Unidentified Analyst

I remember asking that before and you were some place you talked about $50 million some place in the 25% to 30% operating income margins. So that’s still reasonably aspirational?

William Febbo

Yeah. The last time we talked aspirational, it was $30 million, not $50 million and it was really just financial messaging. I think if you broke certain segments out, they would already be there. But because we’re building a company with a meaningful solution set, you’re seeing more breakeven on the bottom until we get to a certain point.

So yeah, I think 20% to 30% is a safe range. We do really well at 30%. If we’re in the middle, it’s 25% and 20% would be kind of price to be in the game at that size.

Unidentified Analyst

So I’m done with questions as I’m sure you’re happy. Are you going to get us out of the penalty box?

William Febbo

That’s right. Yes, I hope so and we are very focused on delivering.

Unidentified Analyst

Thank you.

William Febbo

Thanks Ron. Appreciate the questions. Thank you.

Operator

And at this time, this concludes our question-and-answer session. I’d now like to turn the call back over to Mr. Febbo. Please go ahead, sir.

William Febbo

Thanks, everyone. Well, record long call. Lots of questions. I view that as good. Dialogue is always good and I appreciate everyone paying attention and staying in there. I think if you could just take one thing away from this discussion, we hope you understand we’ve got great potential, strong growth, ability to generate a lot of value for our shareholders.

Beyond the numbers, we think we created a really valuable company, a great, unique corporate culture, and really dedicated to do something valuable. And I look forward to seeing our investors at the upcoming conferences in March, April, and May. But as always, feel free to call, reach out directly with any questions or concerns.
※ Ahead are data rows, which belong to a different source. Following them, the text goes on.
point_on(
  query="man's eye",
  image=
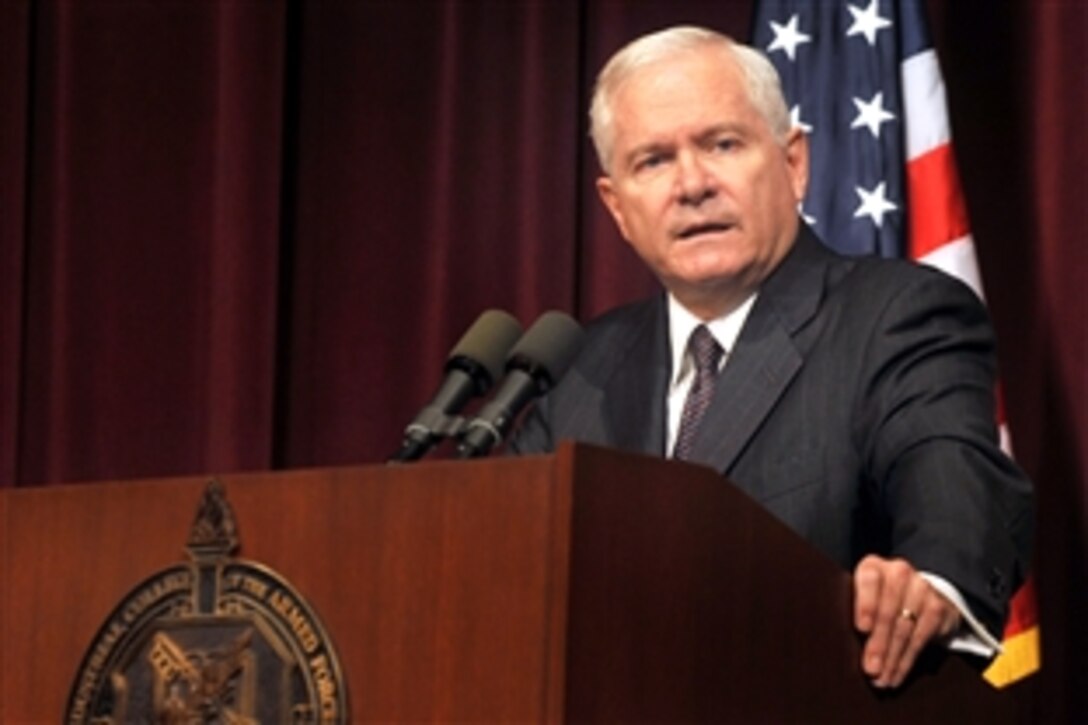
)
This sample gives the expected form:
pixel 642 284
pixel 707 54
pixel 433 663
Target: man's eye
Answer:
pixel 651 161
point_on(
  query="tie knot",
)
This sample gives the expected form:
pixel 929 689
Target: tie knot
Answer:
pixel 705 351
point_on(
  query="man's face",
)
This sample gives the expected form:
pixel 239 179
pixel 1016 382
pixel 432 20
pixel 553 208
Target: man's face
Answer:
pixel 699 184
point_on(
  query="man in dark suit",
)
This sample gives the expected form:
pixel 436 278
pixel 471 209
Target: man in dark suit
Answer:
pixel 852 397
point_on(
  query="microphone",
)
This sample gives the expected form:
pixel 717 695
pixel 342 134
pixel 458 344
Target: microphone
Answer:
pixel 533 367
pixel 473 366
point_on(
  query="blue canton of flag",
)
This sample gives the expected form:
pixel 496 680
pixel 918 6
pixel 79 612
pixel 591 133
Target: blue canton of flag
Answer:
pixel 840 69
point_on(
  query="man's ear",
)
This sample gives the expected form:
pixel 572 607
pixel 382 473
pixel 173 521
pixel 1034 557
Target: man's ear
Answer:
pixel 606 191
pixel 796 160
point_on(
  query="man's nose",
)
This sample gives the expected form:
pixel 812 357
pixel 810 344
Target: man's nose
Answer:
pixel 695 183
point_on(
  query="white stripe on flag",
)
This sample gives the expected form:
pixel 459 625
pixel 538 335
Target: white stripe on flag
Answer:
pixel 924 103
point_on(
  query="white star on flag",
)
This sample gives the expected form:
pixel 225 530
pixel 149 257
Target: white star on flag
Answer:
pixel 874 205
pixel 872 114
pixel 867 22
pixel 796 122
pixel 787 37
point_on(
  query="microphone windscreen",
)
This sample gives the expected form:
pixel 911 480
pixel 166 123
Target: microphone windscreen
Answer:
pixel 548 347
pixel 487 342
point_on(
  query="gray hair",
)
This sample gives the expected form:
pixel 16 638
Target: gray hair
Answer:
pixel 764 87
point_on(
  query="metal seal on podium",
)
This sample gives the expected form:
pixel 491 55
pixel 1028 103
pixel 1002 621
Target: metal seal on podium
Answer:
pixel 215 640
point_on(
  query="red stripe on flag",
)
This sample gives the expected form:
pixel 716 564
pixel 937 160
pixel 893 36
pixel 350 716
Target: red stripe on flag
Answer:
pixel 1023 611
pixel 937 210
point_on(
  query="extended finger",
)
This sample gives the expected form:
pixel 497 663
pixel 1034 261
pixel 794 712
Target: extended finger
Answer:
pixel 894 577
pixel 867 584
pixel 917 621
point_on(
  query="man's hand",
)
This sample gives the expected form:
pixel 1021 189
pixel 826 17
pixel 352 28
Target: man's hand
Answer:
pixel 901 613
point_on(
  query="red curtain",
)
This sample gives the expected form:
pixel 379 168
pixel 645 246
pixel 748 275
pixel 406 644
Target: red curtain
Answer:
pixel 243 234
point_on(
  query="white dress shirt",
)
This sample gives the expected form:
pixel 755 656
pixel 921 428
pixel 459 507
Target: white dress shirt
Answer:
pixel 973 638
Now, with that, let’s wrap up the call. Thanks, Kristy.

Operator

Thank you.

Ladies and gentlemen, before we conclude today’s call, I would like to provide the company’s Safe Harbor statement that includes important cautions regarding forward-looking statements made during today’s call. Statements made by management during today’s call may contain forward-looking statements within the definition of Section 27A in the Securities Act of 1933 as amended and Section 21E in the Securities Act of 1934 as amended.

These forward-looking statements should not be used to make investment decisions. The words anticipate, estimate, expect, possible and seeking and similar expressions identify forward-looking statements, and they speak only to the date that statements were made. Such forward-looking statements in this presentation include statements regarding estimation of total addressable market size, market penetration, revenue growth, gross margin, operating expenses, profitability, cash flow, technology, investments, growth opportunities, acquisitions, upcoming announcements and the need for raising additional capital. They also include the management’s expectations for the rest of the year adoption of the company’s digital health platform.

The company undertakes no obligation to publicly update or revise any forward-looking statements, whether because of new information, future events or otherwise. Forward-looking statements are inherently subject to risks and uncertainties, some of which cannot be predicted or quantified. Future events and actual results could differ materially from these set forth and are contemplated by underlying forward-looking statements. Risks and uncertainties to which forward-looking statements are subject could affect business and financial results are included in the Company’s Annual Report on Form 10-K for the fiscal year ended December 31, 2019. This form is available on the Company’s website and on the SEC website at sec.gov.

Before we end today’s conference, I’d like to remind everyone that this call will be available for replay starting later this evening and running through March 19. Please refer to today’s press release for dial-in replay instructions available via the Company’s website at www.optimizerx.com.

Thank you for joining us today. That concludes today’s conference call. You may now disconnect.